I got offered a job taking for a photographer for a shoot of hers. I'm not sure what to charge her. She's no David LaChapelle or anything, she's a student at an art school in her third year. What would you guys charge?

I don't think I'm staying around for touch ups, maybe the max I will be there is for about 2 hours so I'm def. not thinking by the hour, and she's not asking me to do anything extreme.

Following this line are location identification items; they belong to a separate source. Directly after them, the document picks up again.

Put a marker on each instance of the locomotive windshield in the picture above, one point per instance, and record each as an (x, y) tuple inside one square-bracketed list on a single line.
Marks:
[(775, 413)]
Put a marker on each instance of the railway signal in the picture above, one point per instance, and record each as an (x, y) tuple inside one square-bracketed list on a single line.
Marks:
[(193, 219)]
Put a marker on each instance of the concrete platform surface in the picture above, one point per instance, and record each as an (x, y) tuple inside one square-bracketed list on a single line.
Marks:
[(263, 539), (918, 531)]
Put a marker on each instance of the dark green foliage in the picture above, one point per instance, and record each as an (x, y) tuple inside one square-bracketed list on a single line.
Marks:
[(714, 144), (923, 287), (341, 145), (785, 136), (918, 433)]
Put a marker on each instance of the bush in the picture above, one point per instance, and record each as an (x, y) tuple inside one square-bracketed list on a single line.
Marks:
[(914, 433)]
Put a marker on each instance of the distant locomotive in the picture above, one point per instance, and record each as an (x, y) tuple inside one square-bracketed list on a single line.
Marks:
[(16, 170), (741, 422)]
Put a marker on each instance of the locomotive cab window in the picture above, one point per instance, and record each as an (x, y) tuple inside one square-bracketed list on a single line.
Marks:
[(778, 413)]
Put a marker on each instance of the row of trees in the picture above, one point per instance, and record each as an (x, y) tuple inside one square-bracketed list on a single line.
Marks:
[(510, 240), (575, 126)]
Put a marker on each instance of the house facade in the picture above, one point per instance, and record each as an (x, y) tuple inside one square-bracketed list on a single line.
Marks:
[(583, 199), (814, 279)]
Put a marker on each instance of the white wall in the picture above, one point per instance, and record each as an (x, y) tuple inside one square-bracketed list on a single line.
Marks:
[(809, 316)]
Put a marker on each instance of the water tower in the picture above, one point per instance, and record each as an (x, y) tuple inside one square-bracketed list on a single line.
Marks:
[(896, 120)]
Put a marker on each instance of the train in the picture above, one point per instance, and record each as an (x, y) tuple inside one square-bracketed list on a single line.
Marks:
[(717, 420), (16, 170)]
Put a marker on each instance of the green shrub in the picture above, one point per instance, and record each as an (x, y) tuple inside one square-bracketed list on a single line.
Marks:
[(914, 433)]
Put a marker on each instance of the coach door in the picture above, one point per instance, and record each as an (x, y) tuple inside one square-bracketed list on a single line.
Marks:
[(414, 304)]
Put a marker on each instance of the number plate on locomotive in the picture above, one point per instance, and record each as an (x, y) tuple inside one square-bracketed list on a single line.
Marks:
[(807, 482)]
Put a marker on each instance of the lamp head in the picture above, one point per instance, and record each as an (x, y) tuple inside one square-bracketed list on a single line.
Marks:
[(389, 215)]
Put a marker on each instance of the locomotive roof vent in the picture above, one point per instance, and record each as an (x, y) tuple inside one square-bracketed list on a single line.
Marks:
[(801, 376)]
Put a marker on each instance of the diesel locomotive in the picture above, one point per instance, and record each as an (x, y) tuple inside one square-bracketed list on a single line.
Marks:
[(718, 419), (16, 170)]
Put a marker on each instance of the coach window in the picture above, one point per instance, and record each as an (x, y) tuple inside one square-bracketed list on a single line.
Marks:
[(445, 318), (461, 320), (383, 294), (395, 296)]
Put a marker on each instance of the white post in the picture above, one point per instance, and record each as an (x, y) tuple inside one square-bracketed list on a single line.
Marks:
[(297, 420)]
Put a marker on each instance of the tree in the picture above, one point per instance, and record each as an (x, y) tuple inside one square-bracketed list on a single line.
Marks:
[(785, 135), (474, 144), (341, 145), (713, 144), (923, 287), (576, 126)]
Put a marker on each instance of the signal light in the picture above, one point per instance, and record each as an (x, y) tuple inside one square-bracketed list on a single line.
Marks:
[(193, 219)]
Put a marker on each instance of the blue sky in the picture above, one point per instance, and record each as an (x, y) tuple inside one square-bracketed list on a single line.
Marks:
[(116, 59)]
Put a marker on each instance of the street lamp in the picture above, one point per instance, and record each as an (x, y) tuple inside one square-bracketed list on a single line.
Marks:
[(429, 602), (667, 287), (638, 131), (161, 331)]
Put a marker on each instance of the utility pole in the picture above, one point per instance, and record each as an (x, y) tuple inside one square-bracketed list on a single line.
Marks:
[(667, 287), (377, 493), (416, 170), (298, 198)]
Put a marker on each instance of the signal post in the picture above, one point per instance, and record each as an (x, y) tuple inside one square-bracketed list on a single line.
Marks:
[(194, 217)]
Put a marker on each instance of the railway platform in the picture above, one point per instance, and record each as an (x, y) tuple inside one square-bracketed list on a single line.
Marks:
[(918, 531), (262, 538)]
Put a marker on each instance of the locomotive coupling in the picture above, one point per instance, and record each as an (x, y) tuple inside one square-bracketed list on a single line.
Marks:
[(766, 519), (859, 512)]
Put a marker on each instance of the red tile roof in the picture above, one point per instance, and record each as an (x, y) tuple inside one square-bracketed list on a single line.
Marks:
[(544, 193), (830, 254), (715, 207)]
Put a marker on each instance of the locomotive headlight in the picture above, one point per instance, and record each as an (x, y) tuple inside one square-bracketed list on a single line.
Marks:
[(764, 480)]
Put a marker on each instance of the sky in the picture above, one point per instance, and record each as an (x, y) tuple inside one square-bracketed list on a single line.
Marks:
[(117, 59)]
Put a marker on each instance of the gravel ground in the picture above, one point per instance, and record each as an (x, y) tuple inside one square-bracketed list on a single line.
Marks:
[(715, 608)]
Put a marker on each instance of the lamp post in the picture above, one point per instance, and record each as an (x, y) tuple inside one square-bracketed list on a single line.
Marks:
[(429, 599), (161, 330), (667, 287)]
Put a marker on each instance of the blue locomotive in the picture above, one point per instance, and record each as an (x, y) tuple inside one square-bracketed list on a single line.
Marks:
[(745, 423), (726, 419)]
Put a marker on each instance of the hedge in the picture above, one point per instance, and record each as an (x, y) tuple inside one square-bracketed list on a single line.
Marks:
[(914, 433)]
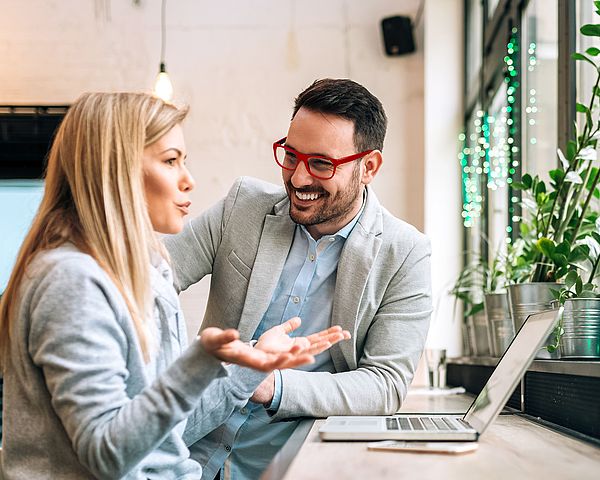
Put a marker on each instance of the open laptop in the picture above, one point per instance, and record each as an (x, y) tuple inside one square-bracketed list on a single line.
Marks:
[(482, 412)]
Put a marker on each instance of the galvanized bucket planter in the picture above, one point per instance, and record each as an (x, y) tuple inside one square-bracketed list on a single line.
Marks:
[(581, 324), (481, 335), (500, 323), (527, 298), (467, 328)]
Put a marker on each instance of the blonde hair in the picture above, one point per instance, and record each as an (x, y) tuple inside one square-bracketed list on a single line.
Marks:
[(94, 198)]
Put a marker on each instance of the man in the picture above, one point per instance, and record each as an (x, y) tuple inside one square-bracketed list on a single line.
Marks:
[(323, 249)]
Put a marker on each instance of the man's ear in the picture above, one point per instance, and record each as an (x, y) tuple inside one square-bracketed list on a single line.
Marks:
[(371, 164)]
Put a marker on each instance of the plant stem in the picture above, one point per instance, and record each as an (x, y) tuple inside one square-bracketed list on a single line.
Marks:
[(586, 204)]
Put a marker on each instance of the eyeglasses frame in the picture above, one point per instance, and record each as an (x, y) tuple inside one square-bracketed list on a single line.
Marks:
[(303, 157)]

Just basics.

Thanks in advance!


----------



## DaizyDeath (Oct 3, 2006)

most models dont charge the photographers the photographers charge the models haha

usually its they take your picture and what you get in return is a copy of the pictures for your portfolio.

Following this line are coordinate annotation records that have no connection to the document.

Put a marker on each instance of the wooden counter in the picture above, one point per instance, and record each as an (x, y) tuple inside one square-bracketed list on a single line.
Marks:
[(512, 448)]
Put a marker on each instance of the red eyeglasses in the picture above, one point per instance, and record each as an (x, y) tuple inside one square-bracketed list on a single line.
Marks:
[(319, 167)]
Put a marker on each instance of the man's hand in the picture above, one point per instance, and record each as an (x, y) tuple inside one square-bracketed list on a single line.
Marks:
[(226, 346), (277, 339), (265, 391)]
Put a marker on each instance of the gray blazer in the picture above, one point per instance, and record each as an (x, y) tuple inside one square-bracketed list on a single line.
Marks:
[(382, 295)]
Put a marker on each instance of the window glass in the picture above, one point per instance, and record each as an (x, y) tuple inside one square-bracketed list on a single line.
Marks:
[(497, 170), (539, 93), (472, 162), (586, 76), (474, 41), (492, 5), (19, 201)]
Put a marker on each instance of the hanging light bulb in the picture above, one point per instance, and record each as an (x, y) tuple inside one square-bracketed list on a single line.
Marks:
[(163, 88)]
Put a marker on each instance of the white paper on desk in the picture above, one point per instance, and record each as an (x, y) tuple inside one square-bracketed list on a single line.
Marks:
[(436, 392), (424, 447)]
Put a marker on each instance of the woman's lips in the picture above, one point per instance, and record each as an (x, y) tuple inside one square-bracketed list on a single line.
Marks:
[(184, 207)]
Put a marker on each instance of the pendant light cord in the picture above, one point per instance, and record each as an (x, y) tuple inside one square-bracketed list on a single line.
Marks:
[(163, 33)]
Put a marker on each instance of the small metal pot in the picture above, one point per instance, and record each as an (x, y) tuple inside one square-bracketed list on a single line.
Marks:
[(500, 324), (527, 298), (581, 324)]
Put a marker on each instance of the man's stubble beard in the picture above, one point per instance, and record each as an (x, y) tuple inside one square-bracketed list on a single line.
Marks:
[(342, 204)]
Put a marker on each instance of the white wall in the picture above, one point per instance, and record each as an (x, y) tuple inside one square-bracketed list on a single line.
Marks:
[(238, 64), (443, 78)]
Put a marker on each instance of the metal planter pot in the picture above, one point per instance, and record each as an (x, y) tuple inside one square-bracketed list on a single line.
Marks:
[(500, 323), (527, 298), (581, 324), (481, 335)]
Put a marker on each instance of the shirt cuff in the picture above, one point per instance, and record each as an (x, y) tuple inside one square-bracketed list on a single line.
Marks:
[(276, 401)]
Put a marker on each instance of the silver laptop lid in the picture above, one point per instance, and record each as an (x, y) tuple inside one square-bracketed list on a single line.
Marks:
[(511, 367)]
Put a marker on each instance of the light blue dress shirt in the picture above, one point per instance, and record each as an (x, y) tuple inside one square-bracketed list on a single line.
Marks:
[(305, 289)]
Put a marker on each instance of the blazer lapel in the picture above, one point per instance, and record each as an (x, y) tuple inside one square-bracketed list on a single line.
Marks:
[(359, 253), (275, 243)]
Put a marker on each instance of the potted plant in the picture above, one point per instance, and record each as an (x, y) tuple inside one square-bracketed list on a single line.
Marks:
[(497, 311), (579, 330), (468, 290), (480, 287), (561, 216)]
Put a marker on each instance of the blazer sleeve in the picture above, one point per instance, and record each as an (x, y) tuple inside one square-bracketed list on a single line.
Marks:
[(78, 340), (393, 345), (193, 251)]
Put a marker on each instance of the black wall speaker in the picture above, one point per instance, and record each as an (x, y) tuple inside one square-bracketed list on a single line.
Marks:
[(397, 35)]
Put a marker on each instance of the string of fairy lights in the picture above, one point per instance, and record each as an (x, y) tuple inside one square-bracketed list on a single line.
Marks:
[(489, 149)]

At least thats how its done when you first start out as a model as you become more well known then people pay you 

I never charged when i was a model beacuse i did it for fun and charging would have put pressure on me to do certain things beacuse they were paying me. 

i hope i helped a little


----------



## hellaparties (Oct 4, 2006)

OOPS maybe I wasn't clear.... I meant that I was doing makeup for her, for her model!

Thanks though!


----------



## MisStarrlight (Oct 4, 2006)

Most students don't pay money for their MUAs.  They tend to do TFP/TFCD.  So basically you do the makeup & get prints or a cd of the images.  
Did she mention money or are you assuming that she's going to pay you?  If the latter, I would check with her before you consider the job (unless prints/cd is good payment for you).  For something like this, I usually ask the photographer to cover transportation & a kit fee...so like $50....unless it turns into a spec shoot or something.  Then even if she doesn't mention it, you should ask for something based on how much she sells the images for.


----------



## Henna_Spirit (Oct 4, 2006)

if the photographer is just building up her portfolio, i'd do it TFP/TFCP basis. Maybe asking to cover travel costs, but i wouldn't concider a job like this if it was far travel anyways.
but if she hinted or sort of mentioned payment it would be best to ask her upfront to clarify first


----------



## aeni (Oct 10, 2006)

I work with a student photog for free in fun artsy shoots, but we work together for $ doing actors headshots and other portraiture.

She charges $70 for actor headshots (she does more work than me overall).  I just charge $50 and stick around for touchups and help the actor get comfortable with their poses.

Mostly I get them to smile really easily and tickle their ears to get rid of the shine.


----------



## NikkiHorror (Oct 12, 2006)

There are two kinds of shoots, PAID and TFP/TFCD.  

If the Photographer offered to pay you, it's most likely a special service for the model that she is paying for, a paid shoot.  The photog will give you a percentage of what she's paying him, (you should get around $50 for makeup only, $100+ for makeup and hair.)  Sometimes the model tips you, too.

Most likely it's a TFP/TFCD shoot, where the photog will expect your services for free, but order in lunch (pizza or something) for all of you and then give you about 4 professional pictures of your choice. 

Photoshoots are generally pretty long if you're going to stay and wait for your pictures and help the photog clean up and such (about 5 hours).  If he/she just wants you to do the makeup and leave, you might never get your photos!  This is why it's important not to drive 100 miles to do a TFP/TFCD shoot unless you REALLY want those pictures for your portfolio.


----------